2020 Inheritances and Beyond
If you inherited an IRA in 2020, you should be aware of the new 10-year rule that was instituted with the SECURE Act. With few exceptions (most notably inheriting your spouse’s IRA), you are no longer subject to RMDs but you must empty the account in 10 years. This is true for both Roth and pre-tax inherited IRAs.
For inherited Roth IRAs, the optimal distribution strategy is simple — delay, if you can afford to do so. If you don’t need the money, leave it in the account and let it grow tax-free for 10 years; then distribute 100% of the account balance at the end of the 10th year.
For inherited pre-tax IRAs, the optimal distribution strategy is situation-dependent. Yes, you could wait for the 10-year period and then empty the entire account but you’ll likely be pushing yourself into a higher tax bracket for that year and you could end up paying more tax on this lump sum than you would have over the entire period. Similarly, you could distribute it all immediately but that would also likely subject you to more taxes than is necessary.
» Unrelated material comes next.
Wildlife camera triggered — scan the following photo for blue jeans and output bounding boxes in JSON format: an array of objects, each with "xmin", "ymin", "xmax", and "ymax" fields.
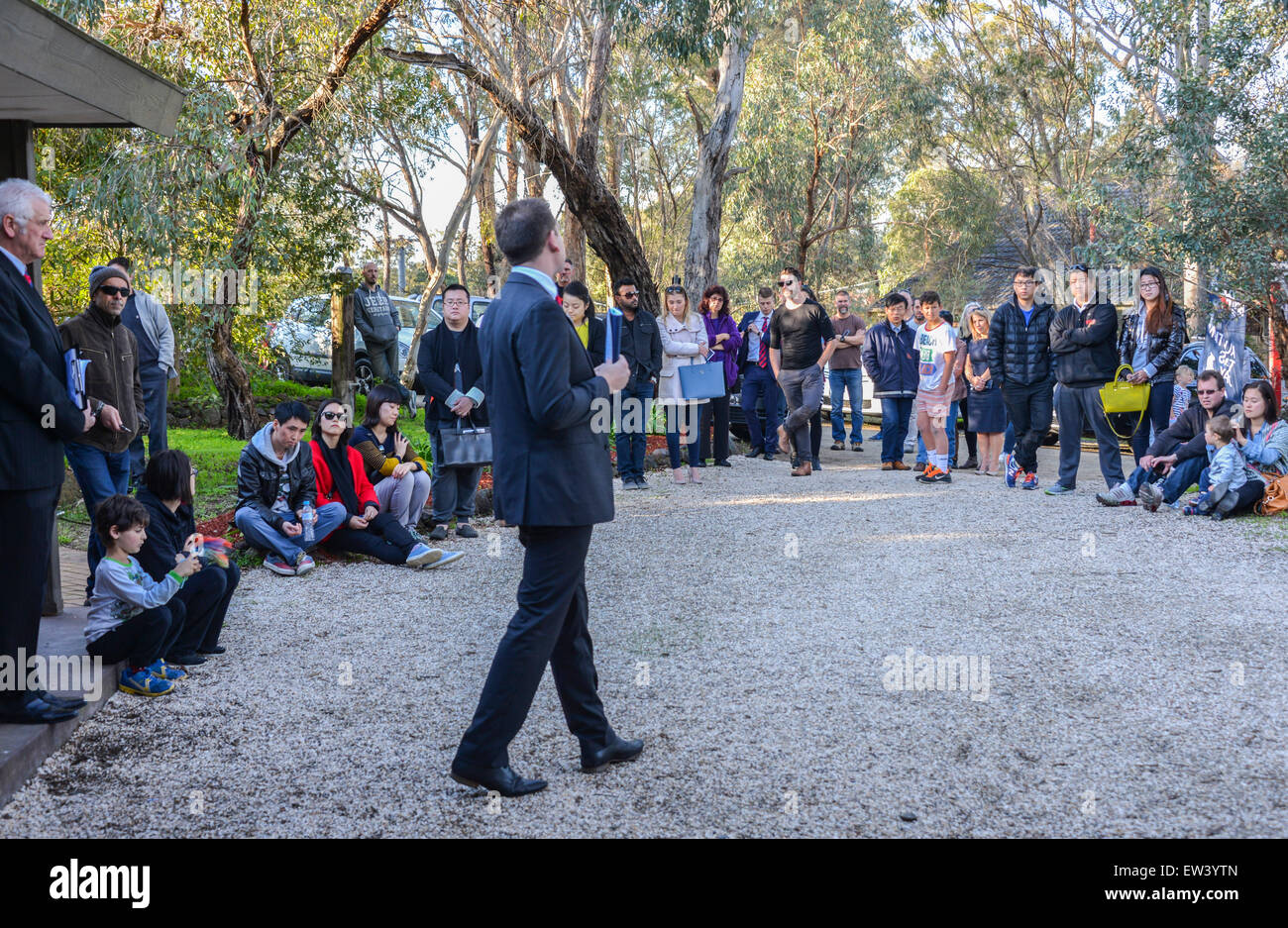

Instead, you’ll want to project out your income over 10 years, as best as you’re able. You’ll then want to take distributions in a manner that will minimize the total taxes you pay over the 10-year period. Easier said than done.
This is not so simple because you don’t know your future:
- tax bracket
- investment rate of return
- state of residence (states tax IRAs differently, or not at all)
For example, here are four possible scenarios with different strategies:
- If your future income is going to be consistent and comparable to the present, you might want to target a constant dollar amount that you distribute each year for the next 10 years.
- If your income is low now but you expect it to be higher in the future, you may want to take a large distribution now and lower ones in future years.
- If your income is high now but you expect to retire in a few years, you may want take no distributions until your retirement and then do a constant dollar amount until the 10-year period is up.
- If you’re already retired but have not yet claimed Social Security or started RMDs from your regular IRA, you may want take large distributions until your Social Security and/or IRA RMDs begin.
There’s no single answer for everyone’s situation. If doing these projections don’t excite you, consider engaging in some tax planning guidance. If your inherited pre-tax IRA is a significant amount, paying for this expertise could be well worth it in the tax savings that may result.
Inheritance from a Spouse
None of this applies if you inherited an IRA from your spouse. (There are a few other exceptions that I’ll ignore here.) Simply put, when you inherit an IRA from a spouse, you don’t have to treat it as an inherited IRA. Instead, you can roll it into your own IRA and be subject to the regular IRA rules, instead of the new 10-year distribution rules. In most situations, this is what you should do with a spousal IRA inheritance.
If you’ve inherited an IRA, share no more than is necessary with the IRS.